Professors Ivan J. Dmochowski and Jeffery G. Saven of the University of Pennsylvania are supported by the Macromolecular, Supramolecular and Nanochemistry Program of the Division of Chemistry to elucidate how hollow and cage-like proteins can form nano-containers to encapsulate nanoparticles and other proteins such as enzymes. Experimental approaches and theoretical methods are combined to understand these molecular systems and to engineer molecular containers for specific cargos and applications. An important aim of the project is to develop chemistries and methods to link single containers together to form three-dimensional microarray structures. The goal is to engineer microarrays for specific applications in catalysis, and to integrate judicially designed microarrays in functional devices, such as biosensors and enzyme cargo delivery systems. Cage-like ferritin proteins provide a unique model system for studying bio-nano supramolecular assembly, and the modular "molecular capsule-to-array" concept provides a versatile platform for addressing many materials chemistry challenges in nanotechnology and biotechnology.
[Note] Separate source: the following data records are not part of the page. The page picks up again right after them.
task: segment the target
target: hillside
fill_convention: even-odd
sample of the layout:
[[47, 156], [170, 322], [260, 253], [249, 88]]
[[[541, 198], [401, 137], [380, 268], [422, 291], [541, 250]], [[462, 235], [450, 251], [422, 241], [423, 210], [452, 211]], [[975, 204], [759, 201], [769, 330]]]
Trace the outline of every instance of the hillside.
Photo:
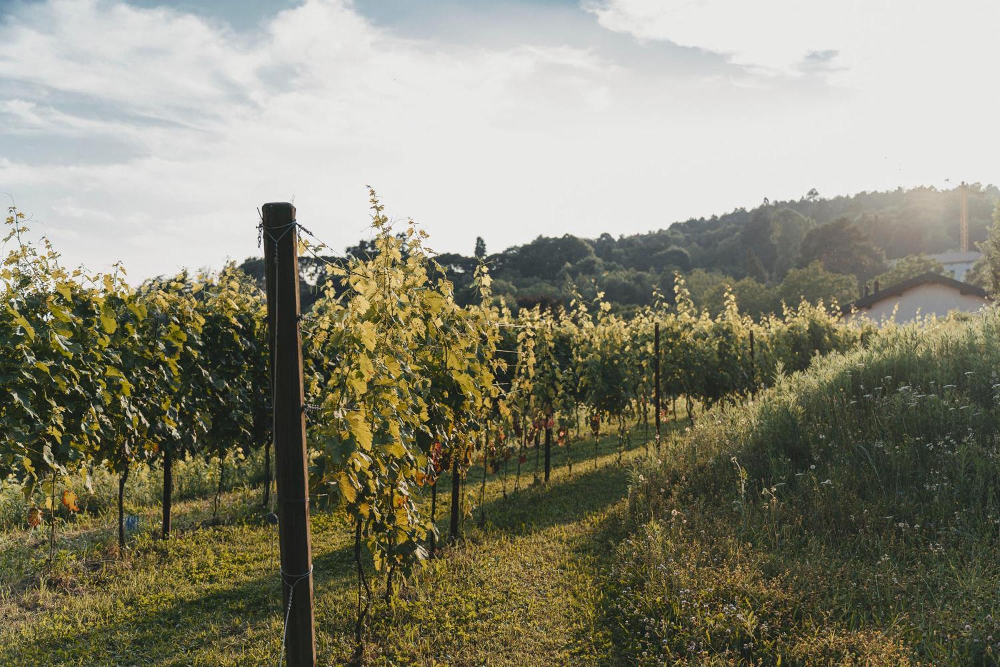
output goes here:
[[[985, 240], [998, 199], [995, 185], [969, 186], [972, 247]], [[591, 298], [604, 291], [628, 311], [652, 302], [654, 286], [670, 299], [674, 272], [680, 271], [698, 305], [720, 309], [729, 284], [743, 309], [760, 314], [779, 308], [782, 300], [851, 300], [859, 281], [879, 276], [891, 260], [957, 248], [958, 220], [957, 188], [898, 188], [831, 198], [812, 191], [798, 200], [765, 199], [749, 210], [674, 222], [646, 233], [538, 236], [501, 252], [487, 253], [485, 242], [476, 250], [491, 267], [495, 294], [510, 304], [565, 303], [575, 287]], [[371, 249], [362, 240], [346, 251], [360, 255]], [[438, 260], [459, 299], [472, 300], [477, 252], [444, 253]], [[315, 259], [304, 258], [307, 282], [320, 274], [318, 266]], [[259, 258], [247, 259], [243, 267], [263, 279]], [[919, 268], [943, 270], [926, 261]], [[304, 286], [305, 303], [314, 298]]]

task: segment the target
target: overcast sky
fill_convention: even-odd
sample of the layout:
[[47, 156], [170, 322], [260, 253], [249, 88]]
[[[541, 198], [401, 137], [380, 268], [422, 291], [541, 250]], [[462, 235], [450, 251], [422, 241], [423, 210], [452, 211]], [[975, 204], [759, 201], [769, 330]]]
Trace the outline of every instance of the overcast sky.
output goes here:
[[366, 184], [441, 251], [1000, 181], [994, 0], [0, 0], [0, 192], [133, 278]]

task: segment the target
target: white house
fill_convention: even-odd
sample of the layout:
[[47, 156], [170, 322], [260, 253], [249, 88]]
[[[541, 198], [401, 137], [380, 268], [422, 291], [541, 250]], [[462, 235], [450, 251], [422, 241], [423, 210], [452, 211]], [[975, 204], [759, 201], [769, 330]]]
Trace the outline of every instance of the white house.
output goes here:
[[894, 285], [878, 288], [844, 306], [844, 317], [867, 317], [876, 322], [912, 321], [917, 315], [942, 317], [953, 310], [976, 312], [990, 303], [986, 290], [937, 273], [924, 273]]

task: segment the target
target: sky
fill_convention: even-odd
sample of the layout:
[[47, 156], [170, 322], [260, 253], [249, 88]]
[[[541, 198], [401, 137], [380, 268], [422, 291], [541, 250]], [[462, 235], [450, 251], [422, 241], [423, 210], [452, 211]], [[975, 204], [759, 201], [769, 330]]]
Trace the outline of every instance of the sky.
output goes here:
[[998, 34], [993, 0], [0, 0], [0, 192], [141, 279], [258, 253], [267, 201], [342, 249], [367, 185], [471, 254], [997, 183]]

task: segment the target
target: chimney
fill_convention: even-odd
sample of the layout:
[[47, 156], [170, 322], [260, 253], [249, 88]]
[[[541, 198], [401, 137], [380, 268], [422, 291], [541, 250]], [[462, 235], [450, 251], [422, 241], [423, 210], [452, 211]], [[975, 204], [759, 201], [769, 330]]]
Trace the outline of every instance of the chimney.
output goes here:
[[969, 251], [969, 188], [965, 181], [959, 186], [961, 190], [961, 206], [959, 207], [959, 239], [962, 252]]

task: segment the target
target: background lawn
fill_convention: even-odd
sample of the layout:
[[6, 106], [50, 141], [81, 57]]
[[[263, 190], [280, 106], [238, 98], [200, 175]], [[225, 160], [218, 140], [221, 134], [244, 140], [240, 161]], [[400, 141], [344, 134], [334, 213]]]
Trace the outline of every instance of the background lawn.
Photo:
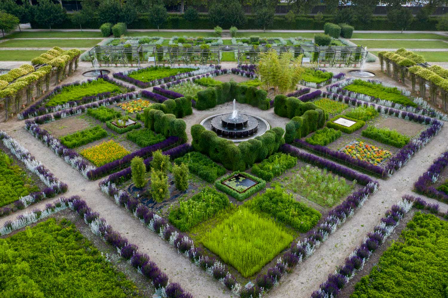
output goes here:
[[102, 39], [11, 39], [0, 47], [91, 47]]
[[0, 51], [0, 61], [31, 61], [46, 51], [32, 50]]
[[356, 44], [369, 48], [381, 49], [446, 49], [448, 43], [441, 40], [353, 40]]

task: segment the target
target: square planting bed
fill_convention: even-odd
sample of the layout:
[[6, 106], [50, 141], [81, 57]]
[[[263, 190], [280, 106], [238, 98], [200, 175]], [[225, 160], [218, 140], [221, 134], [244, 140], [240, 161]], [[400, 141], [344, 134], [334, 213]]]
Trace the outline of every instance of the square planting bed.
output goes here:
[[242, 201], [263, 189], [266, 182], [245, 172], [234, 172], [216, 181], [215, 186], [220, 190]]

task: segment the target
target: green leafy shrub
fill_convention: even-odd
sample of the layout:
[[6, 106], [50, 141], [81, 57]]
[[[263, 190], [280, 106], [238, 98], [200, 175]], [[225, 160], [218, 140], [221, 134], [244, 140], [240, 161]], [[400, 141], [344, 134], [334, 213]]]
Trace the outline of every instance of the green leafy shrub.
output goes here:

Ordered hierarchical assembly of small nanostructures into larger, well-structured arrays can deliver desirable materials properties, self-assembly, and processability. Graduate and undergraduate students, including students from the University of Puerto Rico, are receiving multidisciplinary training through this collaborative research. In addition, laboratory and classroom activities targeting middle, and high school students are being developed. These activities are subjected to evaluation and best practices are prepared for publication in chemical education journals.
Ferritin proteins encapsulate appropriately sized and liganded inorganic nanoparticles or super-positively-charged proteins in native-like assemblies. The research team aims to elucidate how cage-like proteins, such as thermophilic ferritin from A. fulgidus (AfFtn), encapsulate various nonbiological and biological cargo to form stable, molecularly precise nano-containers. Computational protein design identifies amino acid mutations that enhance the stability of ferritin capsules. Design and modeling are also applied to guest species, such as super-positively-charged enzymes, to explore determinants of efficient ferritin encapsulation. Molecular simulations provide insight on the structure and dynamics of ferritin-nanoparticle and ferritin-protein interactions. Guided by computational design, an expanded set of inorganic nanoparticles and enzyme cargos are being identified and assessed. Experimental approaches range from the creation and processing of recombinant proteins to the biophysical characterization of ferritin assembly and encapsulation in solution and in the solid-state. An important goal is to link AfFtn capsules at engineered and structurally well-determined attachment sites to form well-defined arrays. Among several strategies to be pursued is the incorporation of divalent cation binding sites at the three-fold symmetric ferritin pores and subsequent formation of arrays with bis-hydroxamate linkers.
This award reflects NSF's statutory mission and has been deemed worthy of support through evaluation using the Foundation's intellectual merit and broader impacts review criteria.